By Caitlin Barbieri of Capital News Service

RICHMOND – While campaigning door to door, Del. Danica Roem met a constituent who had lost her only child to suicide. The mother had one request – make suicide prevention training available to all school employees.

Now Roem, D-Manassas, has introduced HJ 138, a joint resolution that would request all Virginia school boards provide every employee with resources or training on how to identify students at risk of suicide.

“This is something that is incumbent upon all of us at the General Assembly, regardless of party label, to make sure that we are working together to take care of our kids and working together to make sure that the caretakers of our children, from maintenance professionals all the way up to the principals, are able to see our kids for the lives they are living and identify the struggles that they have,” Roem said.

Suicide is one of the leading causes of deaths for people age 10 to 18. In 2015, 1,097 people in Virginia died by suicide, and 35 of those suicides were carried out by children under 18, according to the Office of the Chief Medical Examiner.

While school districts would not be required to comply with the resolution, it is meant to motivate them to take steps toward suicide prevention.

“This provides as much flexibility at the local level as possible,” Roem said. “This is allowing the people who are on the ground there to identify and figure out what works best for them.”

The resolution would expand on SB 1250, a 1999 law that required all licensed school personnel to report a child they suspect might be suicidal. However, it did not require those professionals be trained on how to identify students at risk.

When it was passed, SB 1250 also mandated that the Board of Education and Department of Behavioral Health and Developmental Services create a Code of Virginia Suicide Prevention Guidelines.

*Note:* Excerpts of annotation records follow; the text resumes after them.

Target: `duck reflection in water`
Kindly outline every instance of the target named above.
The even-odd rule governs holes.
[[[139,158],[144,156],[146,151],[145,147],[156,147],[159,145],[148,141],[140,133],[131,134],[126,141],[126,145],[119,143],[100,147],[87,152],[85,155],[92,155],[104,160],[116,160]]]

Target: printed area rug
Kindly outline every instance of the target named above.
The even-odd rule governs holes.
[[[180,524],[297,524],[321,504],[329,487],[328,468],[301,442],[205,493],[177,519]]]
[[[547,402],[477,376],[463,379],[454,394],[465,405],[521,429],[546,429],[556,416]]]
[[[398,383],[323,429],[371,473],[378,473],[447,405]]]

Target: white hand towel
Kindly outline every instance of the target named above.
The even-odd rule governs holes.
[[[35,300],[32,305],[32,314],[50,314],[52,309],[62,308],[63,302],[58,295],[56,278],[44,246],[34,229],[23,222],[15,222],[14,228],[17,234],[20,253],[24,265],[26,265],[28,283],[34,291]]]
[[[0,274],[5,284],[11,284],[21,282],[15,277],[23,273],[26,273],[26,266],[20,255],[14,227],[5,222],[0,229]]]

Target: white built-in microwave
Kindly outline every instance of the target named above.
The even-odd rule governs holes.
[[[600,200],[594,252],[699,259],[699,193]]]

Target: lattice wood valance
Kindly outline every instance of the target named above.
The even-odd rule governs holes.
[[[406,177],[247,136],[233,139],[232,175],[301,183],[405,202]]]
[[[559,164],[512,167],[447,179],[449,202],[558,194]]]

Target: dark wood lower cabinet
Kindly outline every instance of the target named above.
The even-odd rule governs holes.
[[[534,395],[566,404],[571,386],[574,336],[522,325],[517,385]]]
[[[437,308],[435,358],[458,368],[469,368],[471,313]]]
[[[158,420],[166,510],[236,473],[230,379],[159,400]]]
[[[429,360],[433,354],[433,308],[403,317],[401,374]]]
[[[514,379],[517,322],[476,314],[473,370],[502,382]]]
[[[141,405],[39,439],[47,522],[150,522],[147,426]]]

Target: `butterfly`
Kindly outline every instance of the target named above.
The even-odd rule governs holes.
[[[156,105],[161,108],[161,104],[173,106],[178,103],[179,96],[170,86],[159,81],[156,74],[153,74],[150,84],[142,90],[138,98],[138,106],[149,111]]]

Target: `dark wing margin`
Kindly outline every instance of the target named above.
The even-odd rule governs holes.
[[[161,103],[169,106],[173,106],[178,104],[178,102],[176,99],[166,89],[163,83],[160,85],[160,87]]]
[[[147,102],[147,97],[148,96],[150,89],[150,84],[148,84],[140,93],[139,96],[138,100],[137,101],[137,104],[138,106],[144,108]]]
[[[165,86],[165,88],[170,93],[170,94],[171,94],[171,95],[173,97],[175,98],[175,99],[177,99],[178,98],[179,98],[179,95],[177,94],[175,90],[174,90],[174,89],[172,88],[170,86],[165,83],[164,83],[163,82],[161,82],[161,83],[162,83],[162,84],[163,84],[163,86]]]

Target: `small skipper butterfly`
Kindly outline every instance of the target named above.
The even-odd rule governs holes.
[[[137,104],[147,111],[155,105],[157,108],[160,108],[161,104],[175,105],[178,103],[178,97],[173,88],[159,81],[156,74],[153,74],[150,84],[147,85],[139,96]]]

“An ideal set of training and guidelines for suicide prevention incorporates many aspects of mental health and mental health awareness,” said Dr. Adam Kaul of the Psychiatric Society of Virginia. “Suicide itself is not a source of disease or a specific condition; it is often an end product of mental illness and distress.”

HJ 138 has been assigned to a House Rules Subcommittee and is scheduled to be considered on Friday. Roem’s resolution is co-sponsored by 10 Democrats and one Republican – Del. Matthew Fariss of Appomattox County.

“Anything that would make us smarter about suicide as a society, I think, is something we need to try to do,” Fariss said.

Bristow Beat Additional Content 

The issue of suicide prevention is a personal one for Danica Roem. Delegate Roem has said that her father committed suicide when she was an adolescent, so she understands the fallout for family members.

She is also worried about the high suicide rate among transgender people, especially teenagers. The attempted suicide rate is approximately 30 percent among transgender youth, and self-harm is about 40 percent. However, Roem likes to remind people that those rates but falls to normal levels when a transgender minor has a support system among their family, friends and community.